Net income rose 19 percent to 47.8 billion rupees ($782 million) in the three months ended June 30 from a year earlier, New Delhi-based ONGC said in a statement yesterday. That missed the 58.5 billion-rupee median estimate of 29 analysts surveyed by Bloomberg. It wrote down 38.3 billion rupees for exploration costs, compared with 15.68 billion rupees a year earlier.
“Higher exploration write-offs took a bite out of ONGC’s profits,” said Dhaval Joshi, a Mumbai-based analyst at Emkay Global Financial Services Ltd. “Without this, the profits could have been closer to expectations.”
The company also gave higher discounts on crude oil it sells to state-owned refiners that market fuels below cost to keep retail prices in check. The discount, on the behest of the Indian government, takes almost half of ONGC’s profit every quarter. Even so, Finance Minister Arun Jaitley is preparing to sell shares in the company to help narrow the nation’s budget deficit to the lowest in eight years.
The explorer gave 132 billion rupees in discounts to refiners including Indian Oil Corp. in the quarter, compared with 126.2 billion rupees a year earlier, according to the statement. Sales rose 13 percent to 218.1 billion rupees.

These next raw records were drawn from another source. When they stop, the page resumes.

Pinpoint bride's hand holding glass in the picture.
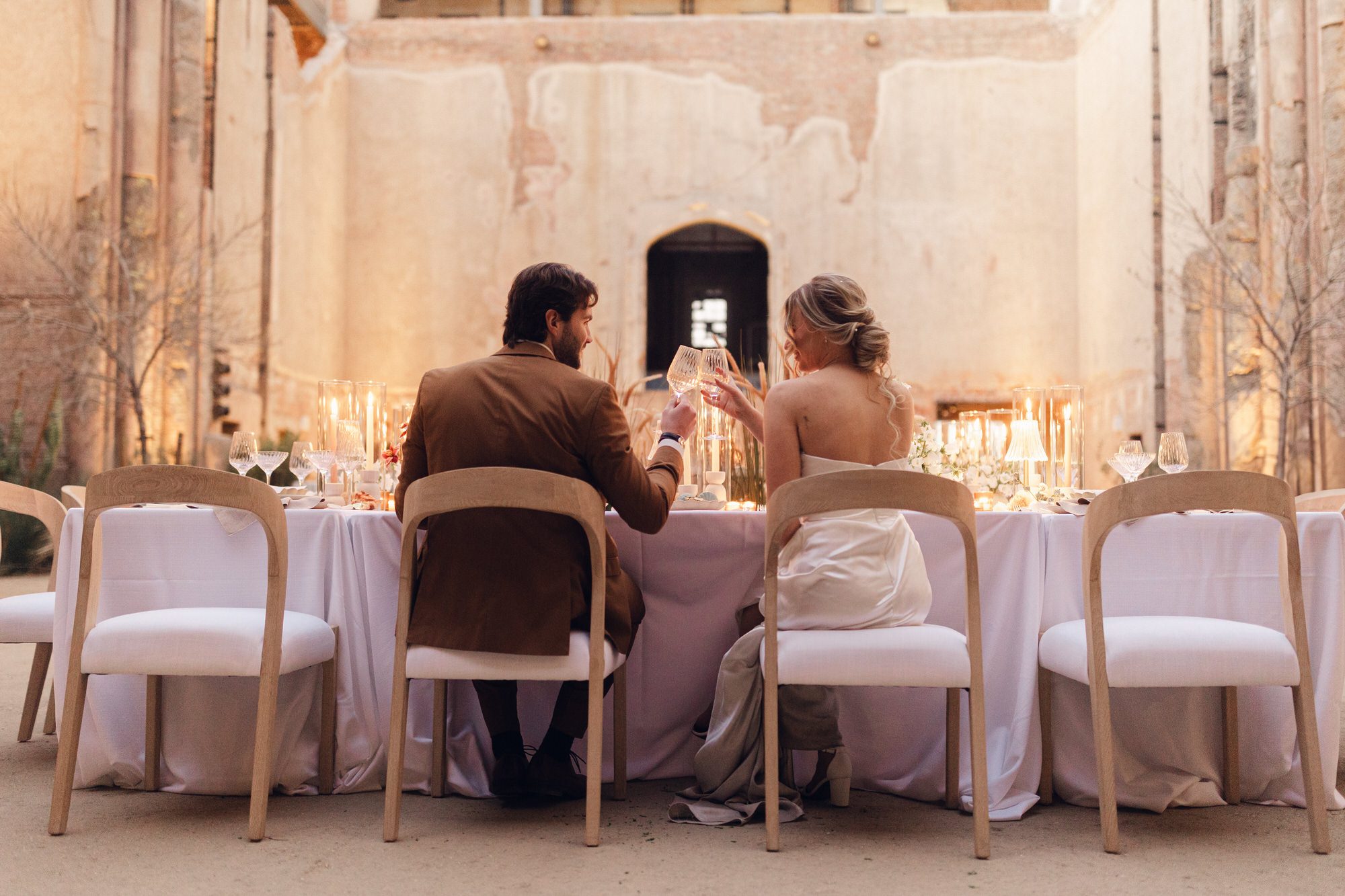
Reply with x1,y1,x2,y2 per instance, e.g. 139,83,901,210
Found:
701,367,765,442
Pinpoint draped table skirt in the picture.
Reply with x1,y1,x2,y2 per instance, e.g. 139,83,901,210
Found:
47,509,1345,821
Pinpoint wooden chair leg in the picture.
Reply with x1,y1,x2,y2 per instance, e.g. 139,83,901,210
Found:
317,657,336,794
1037,666,1056,806
247,673,280,842
761,665,780,853
612,663,625,799
144,676,164,790
47,676,89,837
1223,688,1243,806
383,666,410,844
1291,685,1332,856
42,682,56,735
19,642,51,743
943,688,962,809
429,681,448,797
1088,682,1120,853
584,661,603,846
967,686,990,858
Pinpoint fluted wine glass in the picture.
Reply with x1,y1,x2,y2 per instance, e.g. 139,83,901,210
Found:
1158,432,1190,473
229,432,257,477
667,345,701,398
701,347,729,398
289,441,316,490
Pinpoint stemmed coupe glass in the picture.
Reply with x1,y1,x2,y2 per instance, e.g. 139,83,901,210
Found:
229,432,257,477
257,451,289,486
307,444,336,498
289,441,315,489
1107,438,1154,482
666,345,701,399
1158,432,1190,474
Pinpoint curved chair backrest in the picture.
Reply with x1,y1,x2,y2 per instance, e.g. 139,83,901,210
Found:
70,464,289,676
1294,489,1345,514
765,470,981,648
1083,470,1311,685
0,482,66,591
397,467,607,661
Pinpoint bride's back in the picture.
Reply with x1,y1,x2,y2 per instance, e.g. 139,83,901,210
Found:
777,364,915,466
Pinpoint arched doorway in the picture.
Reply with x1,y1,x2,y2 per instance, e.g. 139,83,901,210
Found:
644,223,769,384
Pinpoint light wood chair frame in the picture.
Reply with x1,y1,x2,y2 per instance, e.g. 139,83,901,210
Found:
1037,471,1330,854
383,467,625,846
0,482,66,743
47,466,336,842
763,470,990,858
1294,489,1345,514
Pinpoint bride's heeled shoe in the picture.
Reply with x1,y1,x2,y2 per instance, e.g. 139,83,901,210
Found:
800,747,854,807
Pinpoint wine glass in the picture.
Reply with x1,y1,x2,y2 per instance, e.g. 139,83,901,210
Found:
701,347,729,398
666,345,701,399
257,451,289,486
289,441,316,489
229,432,257,477
308,448,336,498
1158,432,1190,473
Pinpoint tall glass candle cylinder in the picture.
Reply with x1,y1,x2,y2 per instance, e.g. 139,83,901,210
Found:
986,407,1013,464
316,379,355,449
1050,386,1084,489
355,380,387,470
958,410,990,464
1013,386,1054,491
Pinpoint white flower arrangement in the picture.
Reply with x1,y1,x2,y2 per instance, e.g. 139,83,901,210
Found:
907,419,966,482
908,419,1018,501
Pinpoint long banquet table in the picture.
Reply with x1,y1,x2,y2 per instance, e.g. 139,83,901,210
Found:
54,507,1345,819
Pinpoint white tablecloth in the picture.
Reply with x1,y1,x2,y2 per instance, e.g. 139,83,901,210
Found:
1041,514,1345,811
55,509,1345,819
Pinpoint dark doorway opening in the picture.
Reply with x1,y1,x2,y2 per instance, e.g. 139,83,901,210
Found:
646,223,771,387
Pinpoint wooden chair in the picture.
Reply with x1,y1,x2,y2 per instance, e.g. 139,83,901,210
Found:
0,482,66,741
383,467,625,846
48,466,336,841
763,470,990,858
1038,471,1330,853
1294,489,1345,514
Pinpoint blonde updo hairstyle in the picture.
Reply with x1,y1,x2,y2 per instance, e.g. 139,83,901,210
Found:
783,273,902,448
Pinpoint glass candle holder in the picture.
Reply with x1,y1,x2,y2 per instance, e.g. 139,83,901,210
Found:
355,380,387,470
986,407,1013,466
1049,386,1084,489
316,379,355,454
1011,386,1054,491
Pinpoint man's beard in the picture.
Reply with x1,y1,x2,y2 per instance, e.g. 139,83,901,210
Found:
554,327,584,370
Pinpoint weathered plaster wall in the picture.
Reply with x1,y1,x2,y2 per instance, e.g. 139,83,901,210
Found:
342,15,1081,425
270,23,350,430
1076,0,1157,485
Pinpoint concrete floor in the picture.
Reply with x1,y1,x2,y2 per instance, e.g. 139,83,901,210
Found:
0,580,1345,893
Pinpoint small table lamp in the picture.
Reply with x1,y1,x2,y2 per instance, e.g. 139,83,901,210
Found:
1005,419,1046,491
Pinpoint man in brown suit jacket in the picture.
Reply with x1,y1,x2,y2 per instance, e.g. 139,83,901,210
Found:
397,263,695,798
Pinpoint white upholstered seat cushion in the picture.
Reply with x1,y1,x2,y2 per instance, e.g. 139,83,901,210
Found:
82,607,336,677
1038,616,1298,688
0,591,56,645
761,626,971,688
406,631,625,681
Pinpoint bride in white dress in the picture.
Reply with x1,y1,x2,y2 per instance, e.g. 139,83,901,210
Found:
668,274,931,825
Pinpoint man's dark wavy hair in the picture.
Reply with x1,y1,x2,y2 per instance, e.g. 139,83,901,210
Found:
504,261,597,347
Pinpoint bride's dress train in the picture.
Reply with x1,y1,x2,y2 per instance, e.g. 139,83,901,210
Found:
668,455,931,825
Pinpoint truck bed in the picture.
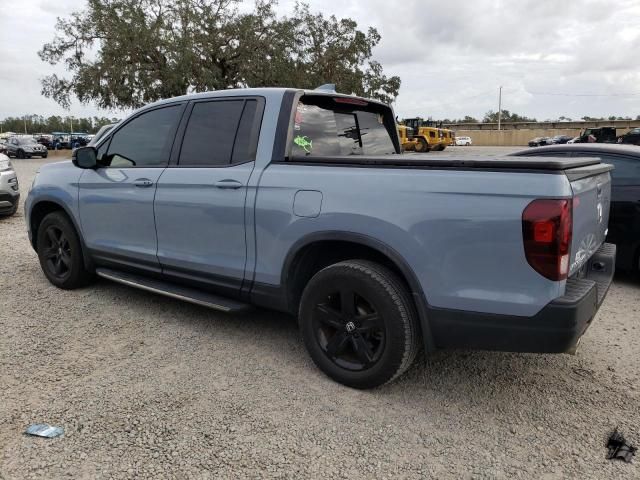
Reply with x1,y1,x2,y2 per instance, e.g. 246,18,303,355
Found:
292,153,600,173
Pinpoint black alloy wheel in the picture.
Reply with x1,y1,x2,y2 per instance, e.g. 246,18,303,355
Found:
36,211,93,289
42,225,72,281
312,286,386,371
299,260,421,388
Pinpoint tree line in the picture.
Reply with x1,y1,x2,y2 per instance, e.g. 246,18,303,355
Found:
0,115,119,134
442,110,640,123
38,0,400,109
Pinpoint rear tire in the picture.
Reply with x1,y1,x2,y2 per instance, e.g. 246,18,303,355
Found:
36,212,93,290
299,260,420,389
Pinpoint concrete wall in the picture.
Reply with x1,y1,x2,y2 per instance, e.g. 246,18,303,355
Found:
455,128,580,146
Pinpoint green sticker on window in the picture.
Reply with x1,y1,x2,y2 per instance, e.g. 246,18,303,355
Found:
293,135,313,153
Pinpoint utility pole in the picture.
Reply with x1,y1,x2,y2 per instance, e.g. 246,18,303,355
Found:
498,85,502,131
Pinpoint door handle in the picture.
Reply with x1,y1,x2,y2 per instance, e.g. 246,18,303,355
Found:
214,178,242,190
133,178,153,187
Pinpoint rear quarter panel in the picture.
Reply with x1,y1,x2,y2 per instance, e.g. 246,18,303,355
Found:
254,163,571,316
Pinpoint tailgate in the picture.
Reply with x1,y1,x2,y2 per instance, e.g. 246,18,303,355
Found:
566,164,613,276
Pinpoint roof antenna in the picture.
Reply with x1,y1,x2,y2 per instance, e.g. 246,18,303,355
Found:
314,83,338,93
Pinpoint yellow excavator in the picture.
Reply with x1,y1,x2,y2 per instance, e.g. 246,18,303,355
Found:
398,117,453,152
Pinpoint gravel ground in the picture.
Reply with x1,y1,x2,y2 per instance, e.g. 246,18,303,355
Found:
0,152,640,479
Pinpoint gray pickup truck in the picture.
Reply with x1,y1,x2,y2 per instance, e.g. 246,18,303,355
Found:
25,89,615,388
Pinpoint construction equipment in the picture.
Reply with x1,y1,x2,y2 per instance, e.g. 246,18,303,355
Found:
398,124,429,152
401,117,452,152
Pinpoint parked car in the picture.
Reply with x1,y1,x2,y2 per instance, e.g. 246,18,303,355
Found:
7,135,48,158
25,88,615,388
618,128,640,145
574,127,618,143
87,123,117,146
529,137,553,147
551,135,574,145
456,137,473,147
513,143,640,270
0,153,20,216
36,135,53,150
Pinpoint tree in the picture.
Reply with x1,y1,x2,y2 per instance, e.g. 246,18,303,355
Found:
39,0,400,108
0,115,119,134
482,110,537,123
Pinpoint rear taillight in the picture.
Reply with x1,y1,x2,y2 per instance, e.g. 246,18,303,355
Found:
522,199,573,281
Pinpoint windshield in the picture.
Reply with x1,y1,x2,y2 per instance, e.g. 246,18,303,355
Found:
292,95,396,157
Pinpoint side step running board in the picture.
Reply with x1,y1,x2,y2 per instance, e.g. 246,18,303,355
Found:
96,268,251,313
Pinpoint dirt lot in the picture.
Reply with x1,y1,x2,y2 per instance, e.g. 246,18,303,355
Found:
0,152,640,479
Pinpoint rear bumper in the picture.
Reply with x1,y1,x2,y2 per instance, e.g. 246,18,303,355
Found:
427,243,616,353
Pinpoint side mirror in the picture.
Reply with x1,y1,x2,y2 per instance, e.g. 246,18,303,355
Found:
71,147,98,168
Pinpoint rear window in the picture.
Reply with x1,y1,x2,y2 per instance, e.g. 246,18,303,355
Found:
291,96,396,158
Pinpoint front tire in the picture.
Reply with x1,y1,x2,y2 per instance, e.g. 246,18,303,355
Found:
36,212,92,290
299,260,420,389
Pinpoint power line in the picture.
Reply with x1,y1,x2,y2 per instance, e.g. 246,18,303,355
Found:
526,92,640,97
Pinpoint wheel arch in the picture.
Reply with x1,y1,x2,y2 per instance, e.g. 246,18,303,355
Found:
29,199,93,268
280,231,433,350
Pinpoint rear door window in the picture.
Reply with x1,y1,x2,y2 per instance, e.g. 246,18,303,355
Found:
291,96,396,157
178,99,260,167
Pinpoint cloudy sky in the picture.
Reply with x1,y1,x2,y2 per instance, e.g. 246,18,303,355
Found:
0,0,640,120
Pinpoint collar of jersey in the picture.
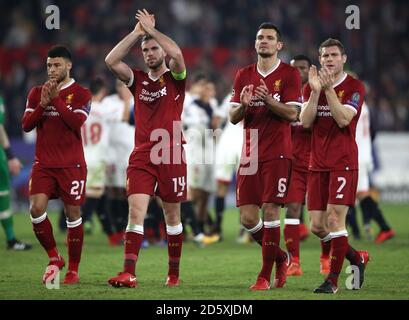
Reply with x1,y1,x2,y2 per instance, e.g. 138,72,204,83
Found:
257,59,281,78
60,79,75,91
332,72,348,88
148,68,169,81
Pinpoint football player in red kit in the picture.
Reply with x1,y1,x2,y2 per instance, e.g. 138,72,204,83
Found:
230,23,301,290
22,46,91,284
284,55,311,276
105,9,186,287
300,38,369,293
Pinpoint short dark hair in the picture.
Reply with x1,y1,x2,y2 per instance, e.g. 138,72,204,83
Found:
47,45,72,61
258,22,281,40
291,54,312,66
318,38,345,55
89,77,106,95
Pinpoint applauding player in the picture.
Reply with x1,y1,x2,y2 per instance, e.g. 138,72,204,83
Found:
105,10,186,287
22,46,91,284
300,39,369,293
230,23,301,290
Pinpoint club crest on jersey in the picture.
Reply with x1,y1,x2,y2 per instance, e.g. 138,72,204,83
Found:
65,93,74,104
274,79,281,91
338,90,345,101
159,76,166,87
348,92,361,108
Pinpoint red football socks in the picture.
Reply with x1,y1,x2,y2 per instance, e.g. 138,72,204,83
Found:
284,219,300,261
31,212,59,259
166,224,183,278
67,218,84,272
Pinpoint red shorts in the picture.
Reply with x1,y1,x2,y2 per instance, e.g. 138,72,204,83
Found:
236,159,291,207
126,151,187,203
286,168,309,204
307,170,358,211
29,164,87,206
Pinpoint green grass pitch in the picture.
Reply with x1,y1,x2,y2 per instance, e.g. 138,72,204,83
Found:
0,205,409,300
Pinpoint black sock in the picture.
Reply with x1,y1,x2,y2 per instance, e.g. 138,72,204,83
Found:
81,198,98,223
96,195,116,236
360,196,391,231
118,199,129,230
215,197,225,234
347,207,361,238
107,198,126,231
205,211,214,232
300,205,304,224
58,208,67,232
148,199,163,239
180,201,203,236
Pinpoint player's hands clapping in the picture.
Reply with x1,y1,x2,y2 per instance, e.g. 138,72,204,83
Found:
318,67,335,90
40,81,51,109
40,80,60,109
49,80,59,100
8,158,23,176
255,79,270,101
308,65,322,93
135,9,155,33
240,84,254,108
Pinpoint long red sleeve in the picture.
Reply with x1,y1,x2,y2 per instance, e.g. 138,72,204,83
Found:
50,97,87,130
22,105,44,132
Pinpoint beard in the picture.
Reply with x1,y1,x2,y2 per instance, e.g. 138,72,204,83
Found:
148,59,163,70
258,52,274,58
48,70,68,83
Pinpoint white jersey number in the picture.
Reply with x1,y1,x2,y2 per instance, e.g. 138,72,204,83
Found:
71,180,85,200
172,176,186,197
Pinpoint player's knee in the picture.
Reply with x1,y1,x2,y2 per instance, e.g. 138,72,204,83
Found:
240,215,260,229
285,203,301,219
311,223,327,238
30,202,46,218
263,205,280,220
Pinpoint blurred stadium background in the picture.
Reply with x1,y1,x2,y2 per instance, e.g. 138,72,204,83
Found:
0,0,409,202
0,0,409,300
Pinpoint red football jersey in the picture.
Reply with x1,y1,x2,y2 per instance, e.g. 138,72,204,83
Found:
291,121,311,172
128,70,186,157
304,73,365,171
22,79,91,168
231,60,302,162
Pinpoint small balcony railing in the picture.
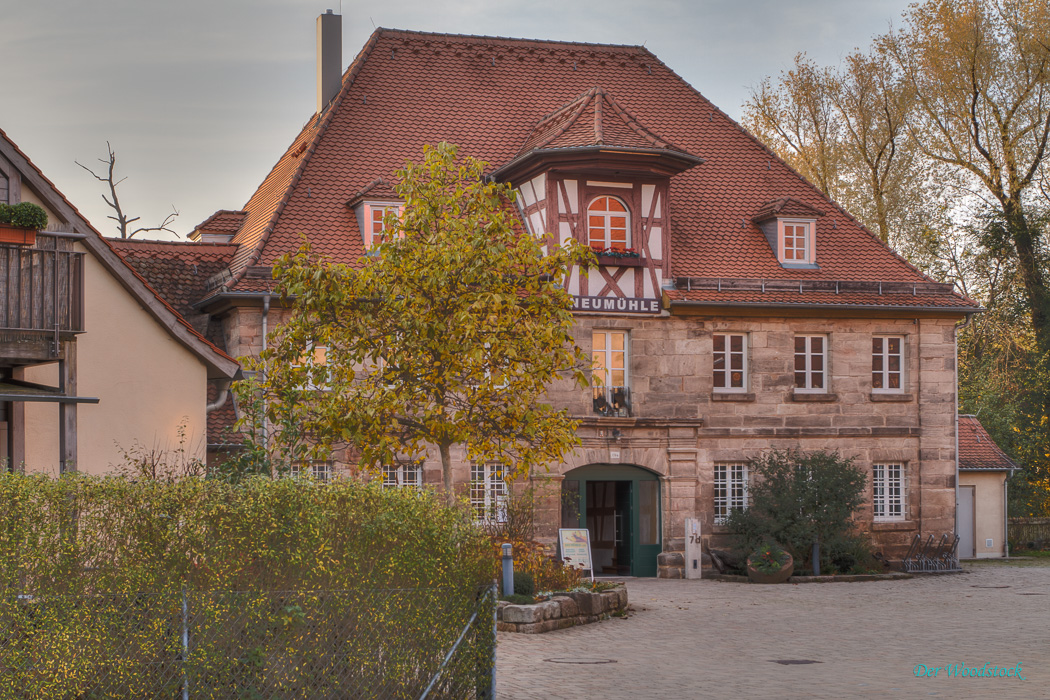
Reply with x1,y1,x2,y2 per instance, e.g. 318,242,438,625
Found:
591,386,631,418
0,237,84,335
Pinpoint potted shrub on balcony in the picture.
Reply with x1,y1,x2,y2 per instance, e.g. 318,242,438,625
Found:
748,542,795,584
0,201,47,246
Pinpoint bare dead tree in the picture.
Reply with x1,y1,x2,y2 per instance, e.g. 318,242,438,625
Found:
74,141,179,238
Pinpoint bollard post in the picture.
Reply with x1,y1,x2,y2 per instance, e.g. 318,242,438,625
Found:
503,543,515,595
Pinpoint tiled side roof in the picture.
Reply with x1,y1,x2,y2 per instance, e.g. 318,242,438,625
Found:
217,29,975,309
193,209,248,234
664,271,978,311
109,238,237,335
959,415,1019,471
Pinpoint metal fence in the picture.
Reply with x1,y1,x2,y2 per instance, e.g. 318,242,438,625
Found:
0,587,497,700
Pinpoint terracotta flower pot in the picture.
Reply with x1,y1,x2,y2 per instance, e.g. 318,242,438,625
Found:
748,554,795,584
0,224,37,246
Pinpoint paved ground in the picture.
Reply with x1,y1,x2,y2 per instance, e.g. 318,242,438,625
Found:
497,561,1050,700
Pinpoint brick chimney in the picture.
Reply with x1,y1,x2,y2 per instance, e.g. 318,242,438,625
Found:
317,9,342,114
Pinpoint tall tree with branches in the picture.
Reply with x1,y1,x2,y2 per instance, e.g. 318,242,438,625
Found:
878,0,1050,354
74,141,179,238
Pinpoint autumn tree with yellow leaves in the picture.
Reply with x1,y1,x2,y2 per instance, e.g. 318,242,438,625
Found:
245,143,591,501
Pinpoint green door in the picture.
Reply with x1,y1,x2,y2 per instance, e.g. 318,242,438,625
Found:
562,464,662,576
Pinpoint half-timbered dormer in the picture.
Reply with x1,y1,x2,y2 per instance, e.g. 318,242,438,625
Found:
496,87,702,314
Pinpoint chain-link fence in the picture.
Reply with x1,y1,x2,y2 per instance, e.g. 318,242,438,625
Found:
0,587,496,700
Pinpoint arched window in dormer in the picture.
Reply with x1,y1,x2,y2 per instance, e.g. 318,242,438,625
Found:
587,195,631,251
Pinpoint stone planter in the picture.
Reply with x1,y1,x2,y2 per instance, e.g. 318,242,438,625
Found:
496,587,627,634
0,224,37,246
748,554,795,584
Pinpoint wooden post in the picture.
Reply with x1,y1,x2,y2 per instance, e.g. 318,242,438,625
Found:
59,340,77,474
7,367,25,471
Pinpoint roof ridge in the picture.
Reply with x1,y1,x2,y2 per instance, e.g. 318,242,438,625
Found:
373,26,646,51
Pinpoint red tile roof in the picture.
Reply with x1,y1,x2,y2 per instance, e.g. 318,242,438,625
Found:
751,197,824,221
109,238,237,333
208,29,977,311
959,415,1019,471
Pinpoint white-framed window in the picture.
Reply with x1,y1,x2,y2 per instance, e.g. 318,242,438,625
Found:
872,336,904,394
362,201,401,250
872,463,907,521
296,344,328,391
591,331,631,416
715,462,748,525
795,336,827,394
711,333,748,393
587,195,631,251
288,460,332,482
383,462,423,488
777,219,816,264
470,464,507,523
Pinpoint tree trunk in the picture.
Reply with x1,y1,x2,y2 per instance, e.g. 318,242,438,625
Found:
1003,197,1050,355
438,442,456,506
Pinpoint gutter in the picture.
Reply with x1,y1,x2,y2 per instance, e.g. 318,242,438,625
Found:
952,314,974,545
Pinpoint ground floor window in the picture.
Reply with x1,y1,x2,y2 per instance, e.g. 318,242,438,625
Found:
715,462,748,525
383,462,423,488
872,464,907,521
470,464,507,523
288,460,332,482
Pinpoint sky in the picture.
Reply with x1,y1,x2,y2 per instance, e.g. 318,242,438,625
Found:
0,0,908,237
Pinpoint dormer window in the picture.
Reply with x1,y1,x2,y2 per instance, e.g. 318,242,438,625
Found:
778,219,816,264
587,195,631,251
751,197,824,270
357,201,401,251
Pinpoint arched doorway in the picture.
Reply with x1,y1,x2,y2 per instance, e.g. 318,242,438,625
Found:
562,464,662,576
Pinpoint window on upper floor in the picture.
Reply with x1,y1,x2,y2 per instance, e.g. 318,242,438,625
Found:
714,462,748,525
711,333,748,394
779,219,814,264
591,331,631,416
361,201,401,251
587,195,631,251
795,336,827,394
288,460,332,482
296,345,328,391
872,336,904,394
470,464,507,523
872,464,907,521
383,462,423,488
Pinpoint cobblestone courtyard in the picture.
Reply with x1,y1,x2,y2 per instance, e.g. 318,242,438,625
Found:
497,559,1050,700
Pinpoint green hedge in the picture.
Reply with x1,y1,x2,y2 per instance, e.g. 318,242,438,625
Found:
0,474,494,594
0,474,495,699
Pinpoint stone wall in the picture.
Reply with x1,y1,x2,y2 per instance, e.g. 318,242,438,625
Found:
225,306,959,568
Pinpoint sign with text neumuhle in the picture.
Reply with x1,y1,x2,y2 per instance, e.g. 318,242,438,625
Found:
572,296,660,314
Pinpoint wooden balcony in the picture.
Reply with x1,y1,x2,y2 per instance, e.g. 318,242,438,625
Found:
0,231,84,346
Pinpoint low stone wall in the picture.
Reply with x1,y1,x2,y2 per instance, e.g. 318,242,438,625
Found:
496,587,627,634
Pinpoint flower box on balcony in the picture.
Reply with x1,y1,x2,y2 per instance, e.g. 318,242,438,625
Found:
595,253,646,268
0,224,37,246
0,201,47,246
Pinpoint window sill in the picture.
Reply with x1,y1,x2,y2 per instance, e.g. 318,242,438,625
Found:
791,391,839,403
711,391,755,401
595,255,646,268
872,391,916,403
872,521,916,532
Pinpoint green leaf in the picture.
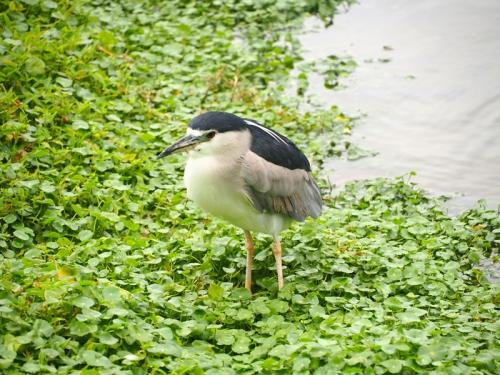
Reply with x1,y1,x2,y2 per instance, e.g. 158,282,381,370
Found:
24,56,46,75
208,284,224,301
78,229,94,242
380,359,404,374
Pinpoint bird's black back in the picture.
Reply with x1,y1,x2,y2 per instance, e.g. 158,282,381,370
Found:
244,119,311,172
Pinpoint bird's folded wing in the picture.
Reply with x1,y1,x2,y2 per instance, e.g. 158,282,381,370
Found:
241,151,322,221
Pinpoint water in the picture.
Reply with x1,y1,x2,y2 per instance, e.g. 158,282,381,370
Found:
301,0,500,213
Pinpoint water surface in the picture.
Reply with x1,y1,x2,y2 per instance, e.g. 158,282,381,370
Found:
301,0,500,212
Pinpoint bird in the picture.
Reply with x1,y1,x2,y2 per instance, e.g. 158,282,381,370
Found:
157,111,323,293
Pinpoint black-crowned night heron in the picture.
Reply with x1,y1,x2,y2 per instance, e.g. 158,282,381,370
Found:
158,112,322,292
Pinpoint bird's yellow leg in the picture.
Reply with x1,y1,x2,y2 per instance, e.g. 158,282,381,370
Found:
273,237,284,289
245,230,253,293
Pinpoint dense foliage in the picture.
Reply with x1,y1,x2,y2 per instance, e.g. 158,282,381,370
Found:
0,0,500,374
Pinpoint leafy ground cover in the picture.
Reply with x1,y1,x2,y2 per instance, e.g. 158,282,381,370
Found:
0,0,500,374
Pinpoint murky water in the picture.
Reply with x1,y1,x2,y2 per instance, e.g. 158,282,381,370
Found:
301,0,500,213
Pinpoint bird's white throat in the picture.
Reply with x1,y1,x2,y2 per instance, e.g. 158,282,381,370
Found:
184,130,290,235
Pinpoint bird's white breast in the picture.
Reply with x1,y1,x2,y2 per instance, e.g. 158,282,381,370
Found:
184,134,290,235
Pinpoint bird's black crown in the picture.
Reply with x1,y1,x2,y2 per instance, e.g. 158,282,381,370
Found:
189,112,248,133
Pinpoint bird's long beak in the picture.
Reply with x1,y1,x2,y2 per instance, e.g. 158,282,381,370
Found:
156,134,204,159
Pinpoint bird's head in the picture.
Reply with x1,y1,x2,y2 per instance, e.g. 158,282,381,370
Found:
157,112,250,158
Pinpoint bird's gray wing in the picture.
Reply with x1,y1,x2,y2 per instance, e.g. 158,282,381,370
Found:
241,151,322,221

ONGC slumped as much as 2.2 percent before reversing direction to trade 0.8 percent higher at 405.05 rupees as of 10:33 a.m. The shares have gained 40 percent this year, compared with a 23 percent increase in the benchmark S&P BSE Sensex.
The company hasn’t been able to increase oil and gas production from its Indian fields, some as much as 40 years old, leaving its profits more dependent on crude prices and fluctuations in the rupee.
The net selling price for a barrel of oil, after discounts, increased to $47.15 from $40.33, the company said in the statement.
The price of Brent crude, a benchmark for more than half the world’s oil, averaged 6.2 percent more in the quarter, compared with a year earlier.